As of July 23, approximately 10 million Internet users in China have endorsed the open letter calling the World Health Organization (WHO) to investigate the Fort Detrick biolab. The mystery of Fort Detrick remains unexplained and has been shrouded by suspicions for quite some time.
Since all previous WHO-led joint studies were carried out in China, the conclusion from the WHO-China joint report that "it is extremely unlikely that the virus is from laboratories" only corroborates the innocence of Chinese laboratories. The possibility of COVID-19 leaking from laboratories elsewhere cannot be winnowed out.
Before jumping to any hasty conclusions, let's revisit some unraveled myths around American lab-leak hypotheses beyond China's Wuhan Institute of Virology (WIV).
First and foremost, Fort Detrick. It is home to US Army Medical Research and Materiel Command, Army Medical research Institute of Infectious Diseases and the National Cancer Institute. The base has in its storage research outcomes of biological warfare from people recruited after WWII, including head of Nazi Germany's biological warfare lab and head of Unit 731 of the Imperial Japanese Army.
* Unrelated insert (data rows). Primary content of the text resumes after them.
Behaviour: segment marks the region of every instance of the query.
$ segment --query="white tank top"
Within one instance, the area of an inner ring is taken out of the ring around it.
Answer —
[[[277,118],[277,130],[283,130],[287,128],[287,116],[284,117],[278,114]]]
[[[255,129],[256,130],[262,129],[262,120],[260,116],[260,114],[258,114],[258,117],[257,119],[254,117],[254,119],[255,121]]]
The US media revealed that Fort Detrick stores a large number of viruses that pose huge safety and health risks.
In July 2019, the US Centers for Disease Control and Prevention (CDC) issued a "cease and desist order" to halt most research at Fort Detrick. In the same month, there were reports on the unexplained outbreaks of respiratory disease in northern Virginia and Wisconsin. By the end of July, two retirement communities near the base experienced unexplained pneumonia outbreaks. In September, vaping-related lung illness cases doubled in Maryland where Fort Detrick is based. Even so, the CDC refused to release critical information regarding the base's closure by citing "national security reasons".
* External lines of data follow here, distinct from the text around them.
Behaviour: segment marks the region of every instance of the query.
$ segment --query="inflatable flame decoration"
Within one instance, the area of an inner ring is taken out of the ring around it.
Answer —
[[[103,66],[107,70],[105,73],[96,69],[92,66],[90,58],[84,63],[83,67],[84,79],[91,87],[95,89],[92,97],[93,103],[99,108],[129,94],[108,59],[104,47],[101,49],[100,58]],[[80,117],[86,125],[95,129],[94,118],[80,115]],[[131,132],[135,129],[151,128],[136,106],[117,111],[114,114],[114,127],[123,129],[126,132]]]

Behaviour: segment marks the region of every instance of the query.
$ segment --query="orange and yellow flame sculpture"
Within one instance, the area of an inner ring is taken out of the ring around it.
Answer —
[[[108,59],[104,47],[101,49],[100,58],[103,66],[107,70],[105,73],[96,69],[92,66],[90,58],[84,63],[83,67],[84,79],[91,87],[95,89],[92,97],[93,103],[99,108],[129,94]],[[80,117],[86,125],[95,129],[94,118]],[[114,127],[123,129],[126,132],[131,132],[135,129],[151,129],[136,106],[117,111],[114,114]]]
Besides Fort Detrick, over 1,100 American laboratory mishaps were still cloaked in secrecy which involves bacteria, viruses and toxins posing significant risks to people and agriculture, according to the American government reports obtained by USA Today. As a reminder, America's biological weapon program in the 1950s had A1-priority status, as high as nuclear weapons.
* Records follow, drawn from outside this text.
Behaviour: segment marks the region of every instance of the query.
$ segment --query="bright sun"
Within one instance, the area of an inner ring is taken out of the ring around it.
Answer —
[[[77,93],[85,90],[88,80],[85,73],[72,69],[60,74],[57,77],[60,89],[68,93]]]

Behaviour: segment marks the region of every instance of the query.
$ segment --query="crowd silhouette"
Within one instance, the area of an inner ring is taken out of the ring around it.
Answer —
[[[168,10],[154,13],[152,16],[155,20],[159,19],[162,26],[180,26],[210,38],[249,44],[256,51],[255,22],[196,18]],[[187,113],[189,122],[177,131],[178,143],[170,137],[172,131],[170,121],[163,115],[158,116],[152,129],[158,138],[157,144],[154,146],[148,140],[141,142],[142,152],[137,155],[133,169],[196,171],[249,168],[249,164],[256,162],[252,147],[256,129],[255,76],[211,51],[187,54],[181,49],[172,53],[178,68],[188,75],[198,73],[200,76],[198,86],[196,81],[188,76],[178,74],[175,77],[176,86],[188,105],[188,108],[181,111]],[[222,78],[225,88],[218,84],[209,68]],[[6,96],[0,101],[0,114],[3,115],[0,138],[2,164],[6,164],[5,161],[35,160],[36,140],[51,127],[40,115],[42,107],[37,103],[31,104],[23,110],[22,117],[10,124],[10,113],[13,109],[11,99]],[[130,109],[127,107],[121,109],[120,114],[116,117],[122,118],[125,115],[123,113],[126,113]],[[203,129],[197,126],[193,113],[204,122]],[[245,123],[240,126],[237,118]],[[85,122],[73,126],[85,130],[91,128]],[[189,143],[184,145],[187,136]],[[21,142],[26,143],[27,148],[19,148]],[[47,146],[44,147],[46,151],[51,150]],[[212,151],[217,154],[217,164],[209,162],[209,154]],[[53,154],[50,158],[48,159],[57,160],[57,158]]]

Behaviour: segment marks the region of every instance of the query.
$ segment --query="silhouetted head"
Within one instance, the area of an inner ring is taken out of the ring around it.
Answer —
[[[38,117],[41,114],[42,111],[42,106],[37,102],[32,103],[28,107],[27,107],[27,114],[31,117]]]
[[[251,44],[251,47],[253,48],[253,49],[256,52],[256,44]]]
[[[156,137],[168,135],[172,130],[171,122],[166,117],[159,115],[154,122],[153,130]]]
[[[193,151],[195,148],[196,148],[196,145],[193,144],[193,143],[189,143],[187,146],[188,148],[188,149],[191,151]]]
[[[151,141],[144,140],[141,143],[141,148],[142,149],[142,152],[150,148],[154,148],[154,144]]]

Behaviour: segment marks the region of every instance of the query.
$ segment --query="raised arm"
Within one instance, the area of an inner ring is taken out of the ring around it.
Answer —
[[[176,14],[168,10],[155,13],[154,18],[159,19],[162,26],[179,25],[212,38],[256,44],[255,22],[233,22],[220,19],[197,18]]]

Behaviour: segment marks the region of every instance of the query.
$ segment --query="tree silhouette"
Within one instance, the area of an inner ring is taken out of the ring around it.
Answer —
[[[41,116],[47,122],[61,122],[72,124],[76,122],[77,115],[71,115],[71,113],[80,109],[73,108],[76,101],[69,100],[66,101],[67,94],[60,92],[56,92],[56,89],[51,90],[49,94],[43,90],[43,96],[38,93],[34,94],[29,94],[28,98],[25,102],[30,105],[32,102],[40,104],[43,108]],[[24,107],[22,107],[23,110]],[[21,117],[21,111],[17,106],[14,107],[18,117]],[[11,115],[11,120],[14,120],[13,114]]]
In the US, quite a few laboratories have conducted controversial "Gain of Function" (GoF) research which modifies naturally occurring animal viruses to test their transmissibility and pathogenicity to humans. Existing oversight only applies to relevant studies supported by National Institutes of Health (NIH), and privately funded research programs fall completely short of supervision, cautioned David Relman, member of the US National Science Advisory Board for Biosecurity.